THE WORLD'S FIRST LOVE
by Fulton J. Sheen
(1952, reprinted by Ignatius Press, 1996, $25.95. Available from Freedom Publishing)
Of all the books written about Our Lady, Fulton Sheen's The World's First Love is one of the most beautiful ever written. So popular was it when first released in 1952, it was soon republished as a Doubleday Image Book paperback and Ignatius Press has since added it to its catalogue.
Its author, Archbishop Fulton Sheen, one of the greatest apologists of the English-speaking Catholic world, a pioneer and leader in Catholic broadcasting, first on radio and later TV, wrote this work at the height of his career.
The World's First Love begins with the proposition that all of us carry within an image of the one that we love and that Mary is God's blueprint of a human being because she, unlike us, was not tainted by sin.
The work is structured largely chronologically; thus, Sheen moves from the fall in the Garden of Eden, to the annunciation and visitation and ends with an analysis of Mary's role as intercessor in a world living with the then threat of a nuclear holocaust.
Sheen brings out his extensive knowledge of theology, Scripture and philosophy throughout his reflection, in such a way as to make complex ideas that theologians and thinkers have struggled with for centuries accessible to the average reader.
While some of Sheen's writing reflects the concerns and assumptions of the 1950s, the vast bulk of the book's contents remains relevant for contemporary readers.
Indeed, it could be argued that many of his reflections have more relevance for today than the 1950s. For example, in his discussion of Mary as the model of authentic freedom, Sheen distinguishes between false freedom, that is the ability to do whatever one wants to do without any responsibility, and authentic freedom, that is the ability to make the responsible choice that enables us to grow as persons in our relationship with God, the annunciation being the archetypical example of authentic freedom.
The World's First Love also looks at apologetics type questions, most notably the question as to when belief in the Virgin Birth emerged. Sheen demonstrates, contrary to liberal theological positions that argue that belief in the Virgin Birth emerged only centuries later, that the evangelists firmly believed in this doctrine.

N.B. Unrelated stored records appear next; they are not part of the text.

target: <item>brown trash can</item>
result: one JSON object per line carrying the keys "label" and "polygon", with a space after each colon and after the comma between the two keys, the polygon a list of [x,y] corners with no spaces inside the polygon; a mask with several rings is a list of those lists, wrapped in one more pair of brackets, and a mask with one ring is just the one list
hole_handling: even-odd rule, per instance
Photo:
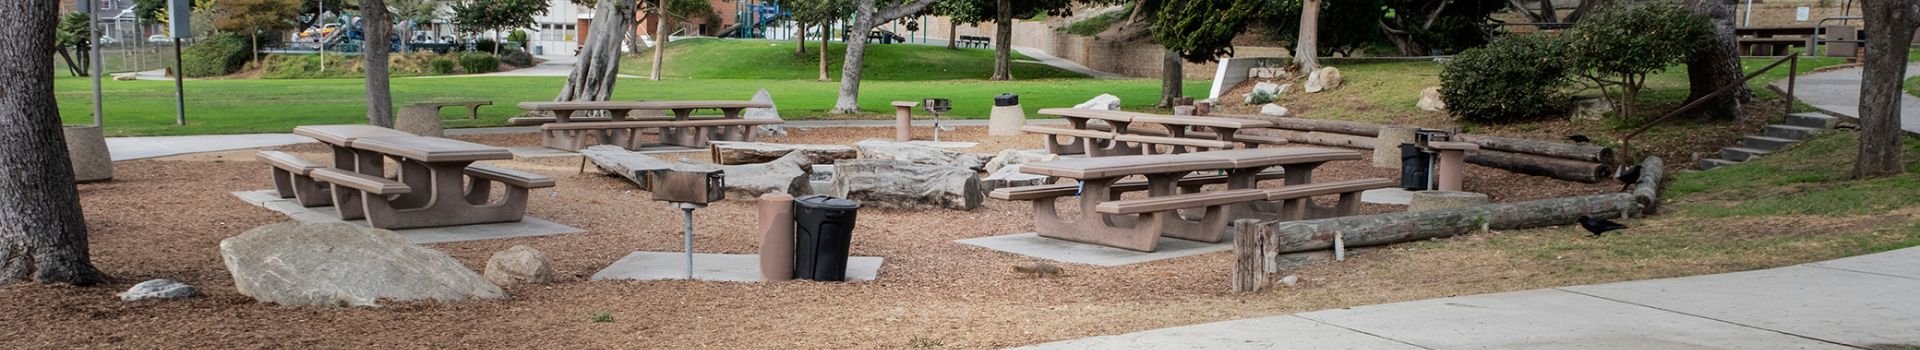
{"label": "brown trash can", "polygon": [[793,279],[793,196],[760,195],[760,279]]}

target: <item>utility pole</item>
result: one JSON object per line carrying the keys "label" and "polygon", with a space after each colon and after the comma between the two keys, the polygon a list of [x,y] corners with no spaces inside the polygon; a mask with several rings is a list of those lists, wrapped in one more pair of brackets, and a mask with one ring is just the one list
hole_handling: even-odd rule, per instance
{"label": "utility pole", "polygon": [[96,7],[100,5],[87,6],[87,36],[90,37],[87,42],[93,44],[92,50],[87,51],[87,69],[93,71],[93,126],[100,127],[101,119],[106,115],[106,107],[101,104],[100,75],[107,72],[105,60],[100,59],[100,50],[104,46],[100,42],[100,11]]}

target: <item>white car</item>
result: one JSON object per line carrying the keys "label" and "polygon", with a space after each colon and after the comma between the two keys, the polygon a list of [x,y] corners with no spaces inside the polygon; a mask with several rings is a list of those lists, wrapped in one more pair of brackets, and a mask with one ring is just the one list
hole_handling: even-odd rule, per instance
{"label": "white car", "polygon": [[155,43],[155,44],[172,44],[173,38],[168,38],[165,35],[154,34],[154,35],[147,36],[147,42]]}

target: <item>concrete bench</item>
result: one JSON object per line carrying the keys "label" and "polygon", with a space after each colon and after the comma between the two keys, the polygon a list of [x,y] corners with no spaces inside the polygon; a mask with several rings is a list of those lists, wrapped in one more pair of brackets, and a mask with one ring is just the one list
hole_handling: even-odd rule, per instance
{"label": "concrete bench", "polygon": [[589,136],[606,133],[609,138],[605,143],[638,151],[644,144],[642,137],[649,131],[657,131],[660,143],[700,148],[714,140],[752,142],[759,134],[754,126],[782,123],[769,119],[726,118],[575,122],[540,125],[540,131],[546,134],[541,138],[542,145],[549,148],[579,151],[594,139]]}
{"label": "concrete bench", "polygon": [[273,167],[273,189],[279,192],[280,198],[293,198],[300,206],[309,208],[333,204],[327,188],[313,179],[313,171],[325,166],[279,151],[260,151],[253,157]]}
{"label": "concrete bench", "polygon": [[[1259,176],[1256,177],[1256,179],[1257,180],[1276,180],[1276,179],[1282,179],[1285,177],[1286,177],[1286,174],[1283,172],[1270,171],[1270,172],[1260,173]],[[1228,177],[1226,175],[1187,175],[1186,177],[1180,178],[1180,182],[1175,184],[1174,186],[1179,187],[1182,190],[1186,190],[1186,192],[1198,192],[1198,189],[1201,186],[1225,184],[1227,183],[1227,179]],[[1120,181],[1120,182],[1114,183],[1113,187],[1110,188],[1110,191],[1111,191],[1110,193],[1112,193],[1115,198],[1118,198],[1121,193],[1140,192],[1140,191],[1146,191],[1146,190],[1147,190],[1146,181],[1131,180],[1131,181]],[[997,190],[994,190],[992,193],[988,193],[987,197],[993,198],[993,199],[999,199],[999,200],[1023,201],[1023,200],[1034,200],[1034,199],[1040,199],[1040,198],[1066,197],[1066,196],[1077,195],[1079,193],[1080,193],[1080,184],[1077,184],[1077,183],[1048,184],[1048,185],[1008,187],[1008,188],[997,189]]]}
{"label": "concrete bench", "polygon": [[[1087,125],[1087,130],[1113,131],[1113,127],[1107,126],[1107,125]],[[1169,136],[1166,131],[1152,130],[1152,129],[1134,128],[1134,129],[1128,129],[1127,132],[1132,134],[1148,135],[1148,136]],[[1182,135],[1182,136],[1185,136],[1187,138],[1193,138],[1193,139],[1201,139],[1201,140],[1220,139],[1220,136],[1218,134],[1214,134],[1212,132],[1206,132],[1206,131],[1188,131],[1185,135]],[[1240,143],[1240,146],[1235,148],[1259,148],[1260,146],[1284,146],[1287,143],[1291,142],[1291,141],[1288,141],[1286,138],[1279,137],[1279,136],[1247,135],[1247,134],[1241,134],[1241,133],[1233,134],[1233,137],[1229,141]]]}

This work's chief strength is that it contains something for everyone on Our Lady: apologetics on the Virgin Birth, analysis of philosophical and theological concepts, devotional chapters dealing with the rosary and the seven sorrows, and discussions of apparitions, particularly Fatima.
This work is written not only for Catholics to deepen their faith, but for non-Catholics wanting to gain more of an insight into what the Catholic Church actually believes and teaches about Mary and her role.